# Extended arm positioning/slingshot holding hand



## eaglerockdude (Dec 27, 2020)

Hopefully I am not repeating a post. I did a search but did not find anything. I have been shooting a few months so I am in the process of determining what works best for me in terms of body part positioning. As far as feet position I am most comfortable with a slightly open stance. But here is the thing that I keep playing with. The position of the lead arm, or one that extends. (this is for non butterfly) Here is the base of the question:

When I am shooting and testing out "where the ammo goes" I try out different reference points on my face. Corner of mouth, or knuckle on cheekbone for example, something I can feel. When I use the mouth corner, I always seem to shoot a bit high. When I use the cheekbone, the accuracy is better, but I need to raise the elevation of my extended arm to get everything more level. Almost at eye level, which I think Fowler maybe said..."don't do that you will knock your eye out!" :>)

1. Is it better to always keep your extended arm/slingshot at the same position (shoulder level for example) and adjust the reference point on your face.

2. Adjust the level of the extended arm and keep the same reference point on the face.

3. Combination or who knows :>)

I think I lean towards raising the elevation up some as since I am older, my neck is a little stiffer, which makes it hard to tilt my head down to the bands if that makes sense.

I am probably overthinking this, and I probably will end up with what works for me, but I just wanted to check in before I build up any known bad habits.

thanks again in advance.


----------



## vince4242 (Jan 11, 2016)

Eagle I would have to say find your Anchor Point in reference to the fork width of the slingshot you're using. Keep your shoulder straight out from your body and if you need to tilt up or down to adjust for elevation or a tree or down a hill let's say, you move your entire body at your hips don't move your arm. From the waist up you should be one solid unit, movement should be at the hips. If shooting at the cheekbone which is my spot works for me, you then that's where you should go with, while your cheekbone is close to your eye it is not close enough to your eye if something snapback it would hit you in the cheekbone not the eye. I tilt my slingshot at about 45 degrees about half gangster. I keep my head straight up and down and I tilt my slingshot to line up the band's, not my head to line the bands up on a truly sideways gangster slingshot. This again comes back to keeping from your head to your waist one solid unit. I'm going to put in a video that help me understand this and help my Improvement quite a bit. Also don't forget when you extend both arms in the shooting position you should be flexing your back muscles and locking those back muscles and place it will make everything more stable and solid especially if you have any kind of shakiness in your hands.

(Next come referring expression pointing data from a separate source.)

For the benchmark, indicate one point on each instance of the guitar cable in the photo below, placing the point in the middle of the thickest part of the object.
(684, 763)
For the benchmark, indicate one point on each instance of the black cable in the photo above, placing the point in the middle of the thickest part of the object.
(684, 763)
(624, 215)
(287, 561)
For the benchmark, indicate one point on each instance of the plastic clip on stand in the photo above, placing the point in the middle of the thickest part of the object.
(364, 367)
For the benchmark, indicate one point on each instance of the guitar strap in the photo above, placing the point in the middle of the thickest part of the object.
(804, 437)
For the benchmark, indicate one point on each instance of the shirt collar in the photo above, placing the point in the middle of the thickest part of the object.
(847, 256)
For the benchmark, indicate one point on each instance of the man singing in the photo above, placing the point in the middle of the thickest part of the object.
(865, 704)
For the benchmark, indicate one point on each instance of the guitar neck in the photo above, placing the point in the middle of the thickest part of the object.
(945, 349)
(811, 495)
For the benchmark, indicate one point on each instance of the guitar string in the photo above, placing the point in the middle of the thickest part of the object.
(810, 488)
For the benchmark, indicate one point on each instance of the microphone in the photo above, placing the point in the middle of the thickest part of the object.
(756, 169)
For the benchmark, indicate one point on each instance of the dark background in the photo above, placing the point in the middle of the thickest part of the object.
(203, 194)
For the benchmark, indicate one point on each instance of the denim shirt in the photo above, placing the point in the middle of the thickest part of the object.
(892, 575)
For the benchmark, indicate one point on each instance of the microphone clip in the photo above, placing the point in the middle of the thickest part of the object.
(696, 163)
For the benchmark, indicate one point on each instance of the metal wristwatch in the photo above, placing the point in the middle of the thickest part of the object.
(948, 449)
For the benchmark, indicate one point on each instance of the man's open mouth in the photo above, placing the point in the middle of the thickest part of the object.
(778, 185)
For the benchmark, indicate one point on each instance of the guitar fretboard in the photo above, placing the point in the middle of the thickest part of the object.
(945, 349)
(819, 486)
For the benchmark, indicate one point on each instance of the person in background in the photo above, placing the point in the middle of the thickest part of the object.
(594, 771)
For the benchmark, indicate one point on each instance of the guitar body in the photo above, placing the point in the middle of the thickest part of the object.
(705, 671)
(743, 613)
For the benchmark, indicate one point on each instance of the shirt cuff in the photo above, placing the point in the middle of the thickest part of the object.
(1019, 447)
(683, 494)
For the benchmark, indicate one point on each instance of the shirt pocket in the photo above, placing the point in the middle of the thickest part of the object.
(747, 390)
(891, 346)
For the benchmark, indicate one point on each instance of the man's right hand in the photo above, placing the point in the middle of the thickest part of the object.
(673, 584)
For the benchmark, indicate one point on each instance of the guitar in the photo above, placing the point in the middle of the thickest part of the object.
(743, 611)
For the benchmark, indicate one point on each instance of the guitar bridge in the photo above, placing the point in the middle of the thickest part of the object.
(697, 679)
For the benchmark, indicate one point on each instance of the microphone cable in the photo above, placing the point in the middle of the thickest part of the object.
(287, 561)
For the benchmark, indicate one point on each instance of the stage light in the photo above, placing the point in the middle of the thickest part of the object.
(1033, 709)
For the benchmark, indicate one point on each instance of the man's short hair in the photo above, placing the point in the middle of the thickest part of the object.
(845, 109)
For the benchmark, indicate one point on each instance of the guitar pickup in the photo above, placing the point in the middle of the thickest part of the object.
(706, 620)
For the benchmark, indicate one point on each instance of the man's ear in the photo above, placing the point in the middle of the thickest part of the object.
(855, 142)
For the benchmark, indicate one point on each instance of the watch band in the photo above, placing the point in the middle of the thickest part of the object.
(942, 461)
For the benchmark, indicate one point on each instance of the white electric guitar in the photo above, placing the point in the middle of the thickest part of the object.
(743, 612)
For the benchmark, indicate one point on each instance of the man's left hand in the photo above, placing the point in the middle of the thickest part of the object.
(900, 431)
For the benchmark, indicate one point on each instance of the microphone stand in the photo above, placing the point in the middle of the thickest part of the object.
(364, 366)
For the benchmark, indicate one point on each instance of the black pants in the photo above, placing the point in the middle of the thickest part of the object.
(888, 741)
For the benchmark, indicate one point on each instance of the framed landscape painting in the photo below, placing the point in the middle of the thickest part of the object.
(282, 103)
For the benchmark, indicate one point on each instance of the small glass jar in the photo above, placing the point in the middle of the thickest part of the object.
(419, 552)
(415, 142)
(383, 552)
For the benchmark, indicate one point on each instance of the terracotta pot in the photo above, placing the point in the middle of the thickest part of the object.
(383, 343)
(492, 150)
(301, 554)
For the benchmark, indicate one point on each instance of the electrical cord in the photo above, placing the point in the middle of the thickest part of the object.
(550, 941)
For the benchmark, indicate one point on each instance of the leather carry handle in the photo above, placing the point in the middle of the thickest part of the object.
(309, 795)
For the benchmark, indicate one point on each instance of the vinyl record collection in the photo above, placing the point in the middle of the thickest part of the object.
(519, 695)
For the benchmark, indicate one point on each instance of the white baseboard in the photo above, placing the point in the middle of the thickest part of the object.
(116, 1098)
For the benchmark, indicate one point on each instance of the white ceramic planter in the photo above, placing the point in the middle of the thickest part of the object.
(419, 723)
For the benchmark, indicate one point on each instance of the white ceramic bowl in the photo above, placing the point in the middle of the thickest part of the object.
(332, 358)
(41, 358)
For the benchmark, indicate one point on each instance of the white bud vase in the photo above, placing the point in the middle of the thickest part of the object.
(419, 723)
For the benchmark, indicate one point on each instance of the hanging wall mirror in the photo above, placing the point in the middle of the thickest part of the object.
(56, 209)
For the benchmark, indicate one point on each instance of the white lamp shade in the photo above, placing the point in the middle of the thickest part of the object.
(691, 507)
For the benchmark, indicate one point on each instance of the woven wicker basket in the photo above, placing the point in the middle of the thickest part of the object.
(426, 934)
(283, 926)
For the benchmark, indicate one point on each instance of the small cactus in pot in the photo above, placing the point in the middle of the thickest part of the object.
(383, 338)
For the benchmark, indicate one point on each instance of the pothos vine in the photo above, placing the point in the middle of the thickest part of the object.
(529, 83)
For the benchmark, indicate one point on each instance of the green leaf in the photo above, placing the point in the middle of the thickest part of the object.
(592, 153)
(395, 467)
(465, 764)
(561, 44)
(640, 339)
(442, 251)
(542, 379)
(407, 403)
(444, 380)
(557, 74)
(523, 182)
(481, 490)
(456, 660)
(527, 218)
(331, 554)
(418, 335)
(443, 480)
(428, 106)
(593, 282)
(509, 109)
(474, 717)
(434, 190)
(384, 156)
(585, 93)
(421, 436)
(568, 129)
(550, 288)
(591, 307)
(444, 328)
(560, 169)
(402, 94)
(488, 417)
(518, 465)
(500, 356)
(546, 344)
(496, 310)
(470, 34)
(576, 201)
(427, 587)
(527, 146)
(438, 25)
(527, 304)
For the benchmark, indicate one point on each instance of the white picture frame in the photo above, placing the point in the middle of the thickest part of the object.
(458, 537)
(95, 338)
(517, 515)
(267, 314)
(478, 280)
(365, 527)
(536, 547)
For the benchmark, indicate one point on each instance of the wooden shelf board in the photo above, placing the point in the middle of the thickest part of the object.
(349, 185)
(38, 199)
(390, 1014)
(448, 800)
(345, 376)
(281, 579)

This is the video from Caddyshack hunter that really helped me understand body position and keeping the upper half solid and locked in. 




I hope this helps, and really just practice and feel what's most comfortable for you and when you find it stick with it. 1 slingsho,t one position, one kind of ammo, one kind of bands, until you start to really feel how it's supposed to feel then start playing around with other fun slingshot or bands or ammo.

Cheers


----------



## eaglerockdude (Dec 27, 2020)

Thanks Vince...I definitely will work thru those tips.


----------



## vince4242 (Jan 11, 2016)

Glad some of my ideas helped a bit, I just watched that video again and I really got a lot out of it the first time especially the two-point anchor system and keeping everything solid and extending the back and locking the back muscles definitely gave me a huge Improvement in accuracy right away. And after a few months of doing it the same way over and over it is second nature for my two point anchor, the tight back and the high elbow. My elbow was a huge problem for me for a long time I would get lazy and let it droop down, and then when I get the speed bump. Got to remember to keep that elbow high that will allow the ammo to release cleanly without any bump.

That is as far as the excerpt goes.